A governadora Raquel Lyra vinha apostando em uma estratégia de ampla articulação, dialogando com diferentes forças políticas e alimentando a possibilidade de um “palanque duplo” do presidente Luiz Inácio Lula da Silva. A leitura era de que conseguiria, ao mesmo tempo, ampliar sua base e dividir o campo adversário.
Mas o movimento de João Campos mudou esse cálculo. Ao se antecipar e consolidar uma chapa alinhada a Lula, o prefeito praticamente inviabiliza esse cenário e impõe um redesenho forçado à estratégia do governo estadual. Na prática, deu um nó político na governadora: fechou seu campo, reduziu as margens de manobra do adversário e entrou na disputa com um ativo central já definido.
Para quem estreia em uma eleição majoritária estadual, o gesto não é trivial. Pelo contrário, revela uma capacidade de leitura e timing político acima da média – algo que, inevitavelmente, remete ao estilo do seu pai, o ex-governador Eduardo Campos.
Os retoques são perceptíveis, com articulação silenciosa, construção de alianças com foco estratégico e a escolha do momento certo para agir. João não apenas reagiu ao movimento da governadora. Ele virou o jogo antes que ele se consolidasse.
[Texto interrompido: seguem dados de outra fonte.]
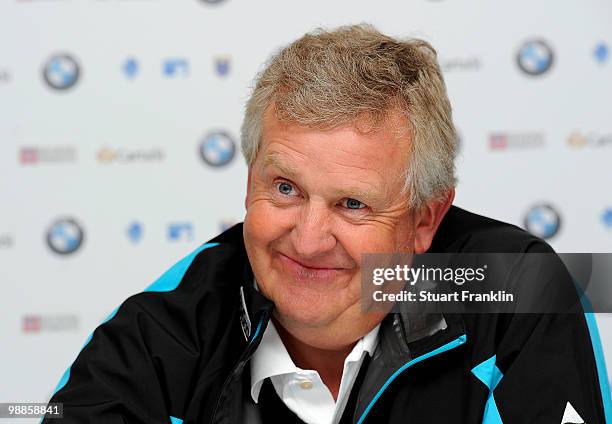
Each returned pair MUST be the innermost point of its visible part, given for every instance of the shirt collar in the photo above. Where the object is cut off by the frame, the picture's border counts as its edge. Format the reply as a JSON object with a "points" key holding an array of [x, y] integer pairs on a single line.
{"points": [[271, 357]]}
Enquanto isso, Raquel Lyra se vê diante de um cenário mais estreito do que o projetado anteriormente. A montagem de sua chapa e a consolidação de alianças passam a exigir novos movimentos, agora sob maior pressão política.
O jogo está longe do fim, mas a largada foi dada e, até aqui, João Campos não apenas entrou na disputa. Ele definiu o ritmo.